Coronavirus, Ecdc: “Non ci sono prove che passi col caldo, Europa al centro della pandemia”

"Finora non ci sono prove" che il Covid-19 "mostrerà una marcata stagionalità invernale". Lo ribadisce il Centro europeo per il controllo e la prevenzione delle malattie (Ecdc)

MeteoWeb

“Finora non ci sono prove” che il Covid-19 mostrerà una marcata stagionalità invernale. Lo ribadisce il Centro europeo per il controllo e la prevenzione delle malattie (Ecdc) nell’ultimo parere sul rischio da nuovo coronavirus. Mentre “i quattro coronavirus endemici nelle popolazioni umane mostrano una marcata stagionalità invernale nei climi temperati – si legge – ma difficilmente vengono rilevati nei mesi estivi“, sulla base di analisi preliminari dell’epidemia di Covid-19 in Cina e altri paesi “finora non ci sono prove” che lo stesso possa accadere con il nuovo coronavirus.
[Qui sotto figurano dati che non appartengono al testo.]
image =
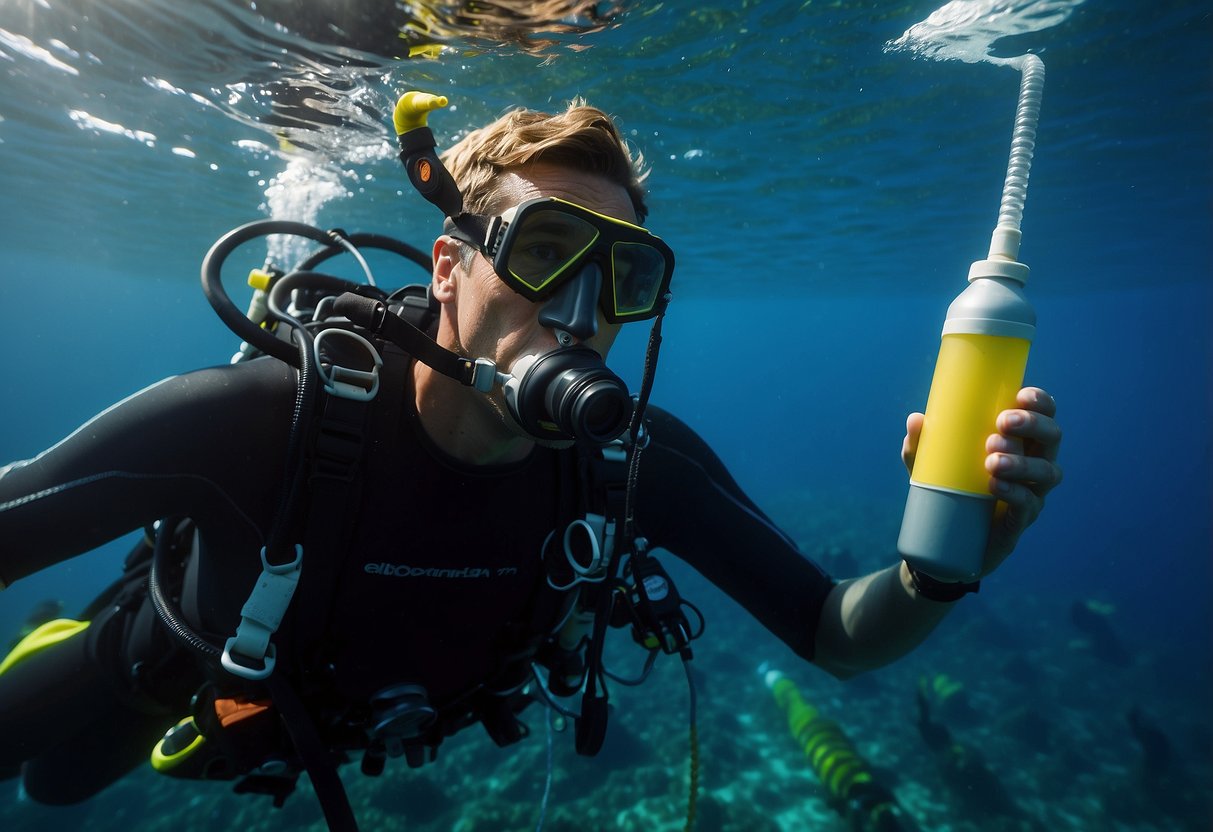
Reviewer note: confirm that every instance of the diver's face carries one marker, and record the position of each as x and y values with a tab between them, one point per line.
491	320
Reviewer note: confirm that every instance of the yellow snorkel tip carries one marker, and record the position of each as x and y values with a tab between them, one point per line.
413	110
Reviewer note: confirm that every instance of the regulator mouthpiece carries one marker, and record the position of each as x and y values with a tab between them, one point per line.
568	394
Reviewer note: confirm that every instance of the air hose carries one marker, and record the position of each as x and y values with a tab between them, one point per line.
1023	144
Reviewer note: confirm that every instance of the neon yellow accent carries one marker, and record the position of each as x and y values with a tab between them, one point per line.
163	762
260	279
431	51
47	636
413	110
977	376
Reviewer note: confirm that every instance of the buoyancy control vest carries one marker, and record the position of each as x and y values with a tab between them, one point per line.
268	713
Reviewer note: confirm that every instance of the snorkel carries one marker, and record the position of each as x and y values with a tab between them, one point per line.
567	393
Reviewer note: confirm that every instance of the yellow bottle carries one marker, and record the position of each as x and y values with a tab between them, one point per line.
980	368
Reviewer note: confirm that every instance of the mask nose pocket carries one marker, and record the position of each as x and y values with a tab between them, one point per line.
574	307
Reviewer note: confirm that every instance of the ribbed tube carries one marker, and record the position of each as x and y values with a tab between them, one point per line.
1023	142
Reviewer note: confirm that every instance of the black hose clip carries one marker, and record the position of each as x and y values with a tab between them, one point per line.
655	608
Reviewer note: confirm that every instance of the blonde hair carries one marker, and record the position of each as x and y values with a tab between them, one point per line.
582	138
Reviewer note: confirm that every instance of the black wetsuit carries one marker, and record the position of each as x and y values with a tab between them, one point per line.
443	554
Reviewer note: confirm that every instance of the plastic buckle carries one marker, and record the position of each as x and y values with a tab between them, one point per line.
261	616
484	375
346	382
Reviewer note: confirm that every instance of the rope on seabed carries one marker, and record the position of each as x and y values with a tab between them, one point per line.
547	782
692	798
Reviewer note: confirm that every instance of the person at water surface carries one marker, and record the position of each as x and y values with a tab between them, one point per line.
459	536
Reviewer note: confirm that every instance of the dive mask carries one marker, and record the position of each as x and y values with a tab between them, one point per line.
539	245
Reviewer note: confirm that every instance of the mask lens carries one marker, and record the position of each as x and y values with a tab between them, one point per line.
638	269
545	245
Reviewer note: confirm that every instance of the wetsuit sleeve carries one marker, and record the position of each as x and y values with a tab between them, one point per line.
689	505
200	444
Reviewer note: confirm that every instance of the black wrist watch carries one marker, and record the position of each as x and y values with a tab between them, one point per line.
941	591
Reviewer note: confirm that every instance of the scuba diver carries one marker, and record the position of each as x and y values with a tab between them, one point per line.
399	514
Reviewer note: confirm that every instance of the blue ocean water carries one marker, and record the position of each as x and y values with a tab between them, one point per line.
825	199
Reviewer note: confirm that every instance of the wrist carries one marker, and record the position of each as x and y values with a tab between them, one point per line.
921	585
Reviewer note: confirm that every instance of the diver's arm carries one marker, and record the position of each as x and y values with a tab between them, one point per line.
198	444
689	505
873	620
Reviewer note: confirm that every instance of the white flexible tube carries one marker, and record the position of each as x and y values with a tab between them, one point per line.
1004	244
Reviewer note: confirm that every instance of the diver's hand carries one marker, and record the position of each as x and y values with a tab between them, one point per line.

“Negli ultimi dieci giorni il numero di casi e decessi da Covid-19 riportati nell’Unione Europea è aumentato di dieci volte, con il centro della pandemia globale ora focalizzato sull’Europa”. A sottolinearlo è Andrea Ammon, direttore dell’Ecdc (Centro europeo per il controllo delle malattie), che ha rivisto il livello di rischio legato alla pandemia.

“Il numero di casi di Covid-19 segnalati è in rapido aumento in tutti i paesi dell’Unione europea e nel Regno Unito, e il tasso di notifica sta aumentando lungo una traiettoria simile a quella osservata nella provincia di Hubei all’inizio di febbraio e in Italia all’inizio di marzo. Riteniamo che sia elevato il rischio che i sistemi sanitari non reggano in Ue e nel Regno Unito nelle prossime settimane“, afferma. Tutti i paesi dell’Unionedovrebbero ormai aver avviato misure di risposta adeguate, proporzionali e basate sull’evidenza, volte a mantenere o aumentare la capacità delle loro terapie intensive nazionali e dei loro sistemi sanitari. Dobbiamo tutti attenerci rigorosamente alle misure di sanità pubblica che le autorità nazionali stanno attuando. Deve essere fatto ogni sforzo – ammonisce Ammon – per proteggere i soggetti più vulnerabili”. 

Il rischio di sviluppare una grave malattia associata a Covid-19 nell’Unione europea e nel Regno Unito è attualmente considerato “moderato per la popolazione generale e molto alto per gli anziani e le persone con condizioni croniche sottostanti”. Lo afferma l’Ecdc (Centro europeo per il controllo delle malattie), che ha rivisto il livello di rischio legato alla pandemia. Più in dettaglio, “il rischio di insorgenza di una diffusa trasmissione a livello nazionale di Covid-19 nell’Ue e nel Regno Unito nelle prossime settimane è moderato se sono in atto efficaci misure di mitigazione, ma molto elevato se non sono in atto misure di mitigazione insufficienti”. Mentre il pericolo che l’impatto di Covid-19 superi la capacità dei sistemi sanitari nelle prossime settimane è considerato “elevato”.